No sé cómo decirlo, tal vez lo diga mal: los viajes son la mejor forma de darnos cuenta de que nos vamos a morir. Sé que sueno fatalista, me perdonará la lectora: es que estoy de viaje (hay una suerte de pausa justificativa en los viajes, como un paréntesis). Estos días he visto cómo los paisajes se respiran solo en un minuto, y cómo las mejores fotos se toman sin la cámara. Las piedras no son piedras sino perfiles de gigantes, una grieta no es una grieta sino el origen de la vida, un gran lago no es un lago sino el cementerio de los dioses perdidos.
El viajero se acerca a su vocación de ánima, o de caracol: lleva su casa a cuestas.
Hay quienes no pueden más que moverse (esos no son viajares, son migrantes).

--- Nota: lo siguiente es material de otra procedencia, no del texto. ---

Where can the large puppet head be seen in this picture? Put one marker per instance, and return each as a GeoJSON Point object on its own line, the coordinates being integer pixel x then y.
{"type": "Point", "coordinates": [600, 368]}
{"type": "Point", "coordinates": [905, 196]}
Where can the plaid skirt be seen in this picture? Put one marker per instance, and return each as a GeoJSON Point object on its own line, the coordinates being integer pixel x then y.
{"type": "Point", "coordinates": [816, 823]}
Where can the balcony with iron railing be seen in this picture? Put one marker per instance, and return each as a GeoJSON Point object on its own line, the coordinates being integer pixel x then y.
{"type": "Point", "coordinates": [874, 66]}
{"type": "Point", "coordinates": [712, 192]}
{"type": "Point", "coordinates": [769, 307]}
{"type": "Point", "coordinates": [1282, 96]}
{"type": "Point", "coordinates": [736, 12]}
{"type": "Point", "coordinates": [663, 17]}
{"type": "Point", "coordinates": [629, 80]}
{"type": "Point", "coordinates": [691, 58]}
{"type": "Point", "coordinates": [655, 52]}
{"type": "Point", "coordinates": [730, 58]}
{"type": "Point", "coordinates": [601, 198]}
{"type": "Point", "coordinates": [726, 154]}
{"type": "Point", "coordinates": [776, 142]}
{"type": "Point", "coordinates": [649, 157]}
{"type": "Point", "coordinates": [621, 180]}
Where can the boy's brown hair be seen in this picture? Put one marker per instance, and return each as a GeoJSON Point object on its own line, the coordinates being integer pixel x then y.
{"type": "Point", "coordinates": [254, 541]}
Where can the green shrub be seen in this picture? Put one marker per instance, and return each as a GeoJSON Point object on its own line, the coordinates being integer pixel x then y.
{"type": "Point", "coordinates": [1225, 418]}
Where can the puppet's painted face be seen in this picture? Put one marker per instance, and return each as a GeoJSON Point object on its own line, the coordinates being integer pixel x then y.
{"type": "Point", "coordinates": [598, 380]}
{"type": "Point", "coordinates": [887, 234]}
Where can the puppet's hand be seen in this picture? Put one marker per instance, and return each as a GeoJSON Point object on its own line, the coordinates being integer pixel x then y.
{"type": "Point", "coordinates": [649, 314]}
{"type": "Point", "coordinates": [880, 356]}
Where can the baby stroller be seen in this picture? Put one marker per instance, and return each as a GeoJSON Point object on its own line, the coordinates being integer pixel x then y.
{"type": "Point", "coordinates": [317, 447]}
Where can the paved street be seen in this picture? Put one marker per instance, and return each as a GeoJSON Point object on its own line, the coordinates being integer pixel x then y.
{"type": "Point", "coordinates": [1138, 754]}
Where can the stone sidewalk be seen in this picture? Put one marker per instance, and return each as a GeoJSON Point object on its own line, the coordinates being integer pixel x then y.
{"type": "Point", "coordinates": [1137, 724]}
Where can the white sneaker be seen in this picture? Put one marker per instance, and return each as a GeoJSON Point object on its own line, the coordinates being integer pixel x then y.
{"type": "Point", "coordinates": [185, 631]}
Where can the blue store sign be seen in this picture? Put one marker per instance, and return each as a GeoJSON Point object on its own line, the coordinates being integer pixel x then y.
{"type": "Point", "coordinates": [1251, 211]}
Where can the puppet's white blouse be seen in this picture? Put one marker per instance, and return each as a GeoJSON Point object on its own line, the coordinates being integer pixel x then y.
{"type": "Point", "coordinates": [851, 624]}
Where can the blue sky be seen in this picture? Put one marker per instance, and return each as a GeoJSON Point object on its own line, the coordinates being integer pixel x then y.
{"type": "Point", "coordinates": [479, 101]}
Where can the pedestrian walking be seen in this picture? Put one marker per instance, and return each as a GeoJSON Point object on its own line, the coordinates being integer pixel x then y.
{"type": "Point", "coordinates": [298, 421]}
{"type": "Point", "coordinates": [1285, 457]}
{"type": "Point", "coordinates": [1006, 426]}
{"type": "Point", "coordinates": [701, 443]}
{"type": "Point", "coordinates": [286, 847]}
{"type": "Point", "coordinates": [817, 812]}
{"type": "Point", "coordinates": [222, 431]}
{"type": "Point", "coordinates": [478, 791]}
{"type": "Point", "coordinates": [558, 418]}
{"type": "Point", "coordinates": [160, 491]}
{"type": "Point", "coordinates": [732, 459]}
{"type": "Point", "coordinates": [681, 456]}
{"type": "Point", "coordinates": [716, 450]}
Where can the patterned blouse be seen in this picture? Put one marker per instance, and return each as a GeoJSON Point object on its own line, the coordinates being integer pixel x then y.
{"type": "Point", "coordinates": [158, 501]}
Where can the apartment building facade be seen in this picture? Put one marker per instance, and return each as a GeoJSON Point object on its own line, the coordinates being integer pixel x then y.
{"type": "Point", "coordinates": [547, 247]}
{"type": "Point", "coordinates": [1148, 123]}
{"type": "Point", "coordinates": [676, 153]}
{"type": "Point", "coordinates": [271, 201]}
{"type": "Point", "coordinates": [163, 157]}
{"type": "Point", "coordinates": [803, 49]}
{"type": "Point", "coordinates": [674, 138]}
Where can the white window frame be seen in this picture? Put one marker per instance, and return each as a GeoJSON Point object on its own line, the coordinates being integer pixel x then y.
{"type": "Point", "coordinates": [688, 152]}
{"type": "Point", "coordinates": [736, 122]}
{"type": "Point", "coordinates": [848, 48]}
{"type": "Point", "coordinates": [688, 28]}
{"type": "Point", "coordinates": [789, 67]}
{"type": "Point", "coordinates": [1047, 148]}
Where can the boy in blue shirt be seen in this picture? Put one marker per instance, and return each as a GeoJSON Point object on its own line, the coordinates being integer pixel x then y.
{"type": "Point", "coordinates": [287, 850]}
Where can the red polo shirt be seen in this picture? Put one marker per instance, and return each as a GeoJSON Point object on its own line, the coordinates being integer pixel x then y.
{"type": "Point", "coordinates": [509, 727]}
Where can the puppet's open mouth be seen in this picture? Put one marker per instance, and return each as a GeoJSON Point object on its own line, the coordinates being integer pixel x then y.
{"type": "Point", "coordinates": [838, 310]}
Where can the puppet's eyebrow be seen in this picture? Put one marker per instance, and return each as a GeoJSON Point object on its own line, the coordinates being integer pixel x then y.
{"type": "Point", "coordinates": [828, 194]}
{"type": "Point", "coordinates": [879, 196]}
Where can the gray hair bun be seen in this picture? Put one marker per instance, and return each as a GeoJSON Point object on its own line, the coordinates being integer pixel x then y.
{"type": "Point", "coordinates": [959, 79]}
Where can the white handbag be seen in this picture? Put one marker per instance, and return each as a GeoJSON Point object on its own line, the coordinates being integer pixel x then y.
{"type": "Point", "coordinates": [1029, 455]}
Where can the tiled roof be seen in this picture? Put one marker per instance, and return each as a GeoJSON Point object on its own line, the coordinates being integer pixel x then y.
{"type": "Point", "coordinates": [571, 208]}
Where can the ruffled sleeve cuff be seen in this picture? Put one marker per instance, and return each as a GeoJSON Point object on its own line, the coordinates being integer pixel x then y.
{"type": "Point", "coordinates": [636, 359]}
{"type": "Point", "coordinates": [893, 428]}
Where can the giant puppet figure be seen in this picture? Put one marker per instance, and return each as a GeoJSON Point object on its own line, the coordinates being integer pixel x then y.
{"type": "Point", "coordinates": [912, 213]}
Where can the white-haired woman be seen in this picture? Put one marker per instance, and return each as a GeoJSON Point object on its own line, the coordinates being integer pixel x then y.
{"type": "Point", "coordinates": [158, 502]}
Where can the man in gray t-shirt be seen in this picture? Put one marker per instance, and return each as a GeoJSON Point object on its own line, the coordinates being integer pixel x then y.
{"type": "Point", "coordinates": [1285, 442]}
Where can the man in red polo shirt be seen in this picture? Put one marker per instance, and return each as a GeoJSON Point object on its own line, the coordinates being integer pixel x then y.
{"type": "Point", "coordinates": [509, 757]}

Hay quienes por decisión sienten que la vida es el movimiento: nunca llegan, siempre se están yendo. Los hay que pueden, aunque por un momento de la vida, imaginar que la única casa es su maleta: promesas guardadas entre los sacos para que no se quiebren, piedras de mar que por algún azar extraño terminarán en un rincón de la biblioteca -o en el fondo del basurero-. Yo estoy en estos últimos, tengo la fortuna de decir que lo que más me gusta de viajar es volver.

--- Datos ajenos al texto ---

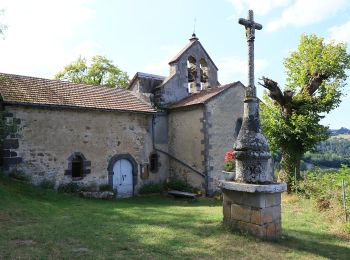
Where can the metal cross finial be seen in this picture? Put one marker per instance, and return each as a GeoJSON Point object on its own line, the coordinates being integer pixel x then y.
{"type": "Point", "coordinates": [250, 26]}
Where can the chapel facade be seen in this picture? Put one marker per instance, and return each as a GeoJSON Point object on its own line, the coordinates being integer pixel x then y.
{"type": "Point", "coordinates": [180, 125]}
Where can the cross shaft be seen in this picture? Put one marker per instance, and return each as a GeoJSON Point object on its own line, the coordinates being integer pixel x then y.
{"type": "Point", "coordinates": [250, 26]}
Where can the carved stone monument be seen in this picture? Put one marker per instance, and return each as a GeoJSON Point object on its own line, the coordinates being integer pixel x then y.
{"type": "Point", "coordinates": [252, 202]}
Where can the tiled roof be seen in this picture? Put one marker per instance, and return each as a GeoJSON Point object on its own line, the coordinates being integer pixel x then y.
{"type": "Point", "coordinates": [203, 96]}
{"type": "Point", "coordinates": [23, 90]}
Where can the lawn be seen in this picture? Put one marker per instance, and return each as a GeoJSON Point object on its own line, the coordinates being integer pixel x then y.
{"type": "Point", "coordinates": [40, 224]}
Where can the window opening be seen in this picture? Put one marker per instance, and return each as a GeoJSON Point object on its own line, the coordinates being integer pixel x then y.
{"type": "Point", "coordinates": [153, 162]}
{"type": "Point", "coordinates": [77, 167]}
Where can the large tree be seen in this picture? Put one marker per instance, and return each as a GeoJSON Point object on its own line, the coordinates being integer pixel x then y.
{"type": "Point", "coordinates": [316, 75]}
{"type": "Point", "coordinates": [101, 72]}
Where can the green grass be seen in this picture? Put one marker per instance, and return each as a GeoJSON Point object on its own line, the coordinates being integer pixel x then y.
{"type": "Point", "coordinates": [40, 224]}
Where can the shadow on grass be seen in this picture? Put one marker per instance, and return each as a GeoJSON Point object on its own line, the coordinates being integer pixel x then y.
{"type": "Point", "coordinates": [321, 244]}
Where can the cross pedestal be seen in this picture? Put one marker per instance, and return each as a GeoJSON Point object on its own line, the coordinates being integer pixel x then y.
{"type": "Point", "coordinates": [253, 209]}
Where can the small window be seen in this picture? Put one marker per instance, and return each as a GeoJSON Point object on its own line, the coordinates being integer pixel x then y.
{"type": "Point", "coordinates": [153, 162]}
{"type": "Point", "coordinates": [77, 167]}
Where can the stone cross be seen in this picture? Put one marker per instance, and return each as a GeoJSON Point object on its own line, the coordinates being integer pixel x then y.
{"type": "Point", "coordinates": [250, 26]}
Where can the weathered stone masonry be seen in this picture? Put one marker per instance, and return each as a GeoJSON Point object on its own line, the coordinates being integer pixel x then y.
{"type": "Point", "coordinates": [48, 139]}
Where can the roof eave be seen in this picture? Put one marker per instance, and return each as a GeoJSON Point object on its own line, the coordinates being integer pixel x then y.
{"type": "Point", "coordinates": [29, 104]}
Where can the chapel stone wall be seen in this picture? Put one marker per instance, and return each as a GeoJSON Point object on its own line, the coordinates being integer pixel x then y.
{"type": "Point", "coordinates": [47, 138]}
{"type": "Point", "coordinates": [223, 116]}
{"type": "Point", "coordinates": [186, 143]}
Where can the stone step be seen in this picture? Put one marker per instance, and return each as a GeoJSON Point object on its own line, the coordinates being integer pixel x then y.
{"type": "Point", "coordinates": [182, 194]}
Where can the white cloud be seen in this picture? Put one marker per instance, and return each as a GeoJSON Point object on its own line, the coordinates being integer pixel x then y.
{"type": "Point", "coordinates": [303, 12]}
{"type": "Point", "coordinates": [340, 33]}
{"type": "Point", "coordinates": [233, 69]}
{"type": "Point", "coordinates": [260, 7]}
{"type": "Point", "coordinates": [37, 33]}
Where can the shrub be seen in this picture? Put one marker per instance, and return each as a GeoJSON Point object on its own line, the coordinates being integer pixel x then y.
{"type": "Point", "coordinates": [71, 187]}
{"type": "Point", "coordinates": [325, 186]}
{"type": "Point", "coordinates": [47, 184]}
{"type": "Point", "coordinates": [105, 187]}
{"type": "Point", "coordinates": [150, 188]}
{"type": "Point", "coordinates": [18, 175]}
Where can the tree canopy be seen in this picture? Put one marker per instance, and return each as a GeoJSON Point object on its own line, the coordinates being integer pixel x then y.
{"type": "Point", "coordinates": [101, 71]}
{"type": "Point", "coordinates": [316, 76]}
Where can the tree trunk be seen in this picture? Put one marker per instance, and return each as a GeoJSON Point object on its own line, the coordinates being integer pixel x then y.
{"type": "Point", "coordinates": [290, 164]}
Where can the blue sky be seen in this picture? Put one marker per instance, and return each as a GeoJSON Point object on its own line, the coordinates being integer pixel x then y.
{"type": "Point", "coordinates": [143, 35]}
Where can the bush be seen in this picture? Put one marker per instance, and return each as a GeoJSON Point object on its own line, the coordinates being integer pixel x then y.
{"type": "Point", "coordinates": [47, 184]}
{"type": "Point", "coordinates": [325, 187]}
{"type": "Point", "coordinates": [150, 188]}
{"type": "Point", "coordinates": [17, 175]}
{"type": "Point", "coordinates": [176, 183]}
{"type": "Point", "coordinates": [71, 187]}
{"type": "Point", "coordinates": [105, 187]}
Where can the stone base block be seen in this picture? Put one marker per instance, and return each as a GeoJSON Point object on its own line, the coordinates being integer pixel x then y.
{"type": "Point", "coordinates": [254, 212]}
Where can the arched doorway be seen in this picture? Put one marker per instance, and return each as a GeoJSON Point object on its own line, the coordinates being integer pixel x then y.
{"type": "Point", "coordinates": [123, 178]}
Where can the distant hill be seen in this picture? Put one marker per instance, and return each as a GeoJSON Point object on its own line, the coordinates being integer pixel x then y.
{"type": "Point", "coordinates": [341, 131]}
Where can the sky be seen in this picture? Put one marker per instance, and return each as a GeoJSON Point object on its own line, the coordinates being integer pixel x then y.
{"type": "Point", "coordinates": [143, 35]}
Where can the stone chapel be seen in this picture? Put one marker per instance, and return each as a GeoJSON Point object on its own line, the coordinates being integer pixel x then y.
{"type": "Point", "coordinates": [180, 125]}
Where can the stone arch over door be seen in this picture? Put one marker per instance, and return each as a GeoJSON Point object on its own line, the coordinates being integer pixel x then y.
{"type": "Point", "coordinates": [118, 157]}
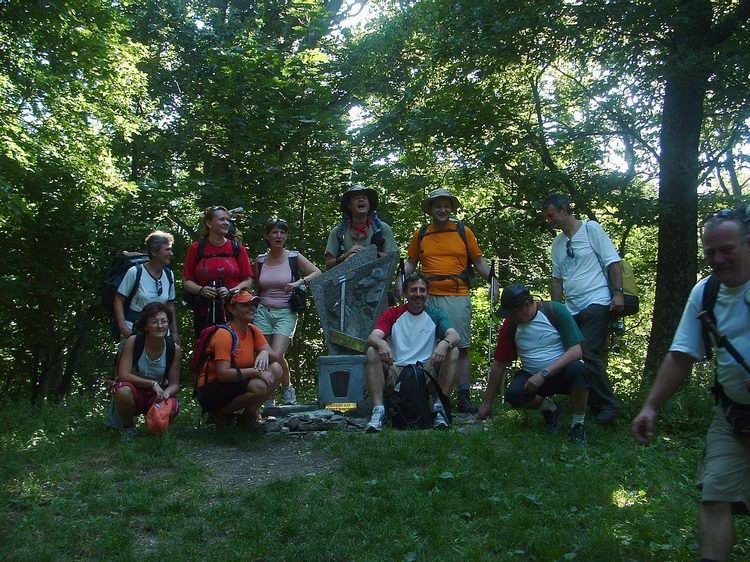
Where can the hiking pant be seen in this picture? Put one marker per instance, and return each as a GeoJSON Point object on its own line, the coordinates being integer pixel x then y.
{"type": "Point", "coordinates": [593, 321]}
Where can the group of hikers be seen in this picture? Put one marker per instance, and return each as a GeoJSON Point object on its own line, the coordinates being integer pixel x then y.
{"type": "Point", "coordinates": [561, 344]}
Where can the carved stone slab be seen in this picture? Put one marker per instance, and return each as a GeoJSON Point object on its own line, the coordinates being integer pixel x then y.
{"type": "Point", "coordinates": [356, 288]}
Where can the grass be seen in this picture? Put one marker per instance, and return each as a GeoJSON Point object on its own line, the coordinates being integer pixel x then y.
{"type": "Point", "coordinates": [496, 491]}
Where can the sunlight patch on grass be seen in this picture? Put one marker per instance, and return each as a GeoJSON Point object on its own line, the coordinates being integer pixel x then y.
{"type": "Point", "coordinates": [627, 498]}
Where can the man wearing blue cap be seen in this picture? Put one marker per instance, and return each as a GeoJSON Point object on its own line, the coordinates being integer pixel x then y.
{"type": "Point", "coordinates": [548, 341]}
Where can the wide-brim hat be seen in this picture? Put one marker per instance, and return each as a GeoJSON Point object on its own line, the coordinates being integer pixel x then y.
{"type": "Point", "coordinates": [372, 196]}
{"type": "Point", "coordinates": [513, 297]}
{"type": "Point", "coordinates": [436, 194]}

Dibujé perfiles de viajeros: el anciano pensionado que usa gafas oscuras y pañoleta de seda en el cuello, que viaja solo porque quiere echarse unas canitas al aire y que afirma de una guía que no le cae bien: “¡Me tiene mamado la gorda esa!”. Están los esposos que, aunque se cambien de ropa cada día, parecen vestidos siempre igual: el hombre de gorra, camiseta polo y pantalón; la mujer de blusa, zapatillas y blue jean; en la maleta les cupo un par de zapatos por jornada. O los enamorados que viajan juntos por primera vez y que se toman fotos en cada monumento sin pensar que van a tener que borrarlas después, cuando no les quede memoria en el celular o cuando dejen de ser novios. El último: está el viajero que dice escribir -no viaja, espía-, critica a los guías y odia que lo interrumpen mientras está concentrado durmiendo.

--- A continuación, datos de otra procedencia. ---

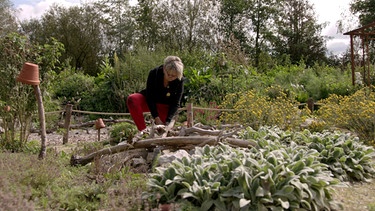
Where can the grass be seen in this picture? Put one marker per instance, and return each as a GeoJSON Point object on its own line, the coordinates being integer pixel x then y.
{"type": "Point", "coordinates": [27, 183]}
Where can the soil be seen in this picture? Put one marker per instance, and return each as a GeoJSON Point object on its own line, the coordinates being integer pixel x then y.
{"type": "Point", "coordinates": [353, 196]}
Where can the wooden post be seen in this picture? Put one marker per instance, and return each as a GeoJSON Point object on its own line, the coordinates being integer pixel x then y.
{"type": "Point", "coordinates": [190, 120]}
{"type": "Point", "coordinates": [310, 104]}
{"type": "Point", "coordinates": [43, 134]}
{"type": "Point", "coordinates": [68, 115]}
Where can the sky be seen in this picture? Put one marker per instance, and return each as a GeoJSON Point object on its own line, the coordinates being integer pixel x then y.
{"type": "Point", "coordinates": [326, 11]}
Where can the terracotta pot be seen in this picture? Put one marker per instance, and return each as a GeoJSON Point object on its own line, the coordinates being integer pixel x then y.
{"type": "Point", "coordinates": [99, 124]}
{"type": "Point", "coordinates": [165, 207]}
{"type": "Point", "coordinates": [6, 108]}
{"type": "Point", "coordinates": [29, 74]}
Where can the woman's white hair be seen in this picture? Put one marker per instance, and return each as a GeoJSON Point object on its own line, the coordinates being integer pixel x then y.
{"type": "Point", "coordinates": [174, 64]}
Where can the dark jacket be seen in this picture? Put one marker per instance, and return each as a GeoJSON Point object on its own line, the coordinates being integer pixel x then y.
{"type": "Point", "coordinates": [155, 92]}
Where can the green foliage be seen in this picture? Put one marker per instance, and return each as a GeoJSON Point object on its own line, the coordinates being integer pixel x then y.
{"type": "Point", "coordinates": [122, 132]}
{"type": "Point", "coordinates": [224, 178]}
{"type": "Point", "coordinates": [15, 50]}
{"type": "Point", "coordinates": [355, 113]}
{"type": "Point", "coordinates": [256, 110]}
{"type": "Point", "coordinates": [346, 156]}
{"type": "Point", "coordinates": [76, 89]}
{"type": "Point", "coordinates": [206, 116]}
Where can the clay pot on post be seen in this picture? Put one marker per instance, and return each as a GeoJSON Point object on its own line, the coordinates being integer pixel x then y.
{"type": "Point", "coordinates": [6, 108]}
{"type": "Point", "coordinates": [30, 75]}
{"type": "Point", "coordinates": [98, 125]}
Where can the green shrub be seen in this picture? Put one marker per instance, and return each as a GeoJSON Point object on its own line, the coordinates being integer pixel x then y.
{"type": "Point", "coordinates": [355, 113]}
{"type": "Point", "coordinates": [74, 87]}
{"type": "Point", "coordinates": [255, 110]}
{"type": "Point", "coordinates": [224, 178]}
{"type": "Point", "coordinates": [122, 132]}
{"type": "Point", "coordinates": [346, 156]}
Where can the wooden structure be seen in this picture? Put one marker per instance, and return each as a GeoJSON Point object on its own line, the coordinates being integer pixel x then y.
{"type": "Point", "coordinates": [366, 34]}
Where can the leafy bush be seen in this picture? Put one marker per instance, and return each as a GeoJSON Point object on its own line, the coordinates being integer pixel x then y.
{"type": "Point", "coordinates": [224, 178]}
{"type": "Point", "coordinates": [355, 112]}
{"type": "Point", "coordinates": [346, 156]}
{"type": "Point", "coordinates": [256, 110]}
{"type": "Point", "coordinates": [74, 87]}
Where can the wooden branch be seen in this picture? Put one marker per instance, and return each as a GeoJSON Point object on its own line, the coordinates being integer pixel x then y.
{"type": "Point", "coordinates": [190, 130]}
{"type": "Point", "coordinates": [92, 123]}
{"type": "Point", "coordinates": [175, 142]}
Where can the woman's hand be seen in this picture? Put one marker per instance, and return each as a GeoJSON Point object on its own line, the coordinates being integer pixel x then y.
{"type": "Point", "coordinates": [158, 121]}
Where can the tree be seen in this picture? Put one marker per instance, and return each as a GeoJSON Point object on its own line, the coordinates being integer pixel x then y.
{"type": "Point", "coordinates": [232, 21]}
{"type": "Point", "coordinates": [8, 21]}
{"type": "Point", "coordinates": [298, 33]}
{"type": "Point", "coordinates": [119, 25]}
{"type": "Point", "coordinates": [364, 9]}
{"type": "Point", "coordinates": [78, 28]}
{"type": "Point", "coordinates": [188, 25]}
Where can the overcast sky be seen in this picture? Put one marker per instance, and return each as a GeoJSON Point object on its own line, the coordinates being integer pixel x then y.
{"type": "Point", "coordinates": [327, 11]}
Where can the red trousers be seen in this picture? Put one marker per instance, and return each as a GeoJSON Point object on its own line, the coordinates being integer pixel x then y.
{"type": "Point", "coordinates": [137, 105]}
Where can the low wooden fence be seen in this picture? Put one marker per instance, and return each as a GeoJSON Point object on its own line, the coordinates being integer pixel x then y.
{"type": "Point", "coordinates": [189, 111]}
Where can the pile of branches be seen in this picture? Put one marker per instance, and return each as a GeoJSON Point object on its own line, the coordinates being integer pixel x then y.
{"type": "Point", "coordinates": [168, 137]}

He visto países que les ha tocado renacer del polvo de su desgracia. He visto otros cuyos monumentos son construidos con las cenizas de aquellos. He sentido las heridas de las ciudades y las heridas de las personas: el hombre solitario que se toma una jarra de cerveza mientras mira la entrada del bar, la mujer que le reclama a su novio durante media hora y que se va con su vestido de flores y sus tenis Converse. Nunca sabré el desenlace de esas historias. El mejor desenlace tal vez sea la duda.
He viajado, he visto, creo que me esperan. Hans Christian Andersen decía que viajar es vivir. Viajar también es morir: uno se va y solo deja el beso de despedida.
Viajar también es renacer: cuando llegue el momento habrá que dejar descansando los zapatos, meter la ropa sucia en la lavadora y guardar la maleta con los nuevos rayones que dejó el viaje, hasta que llegue el definitivo.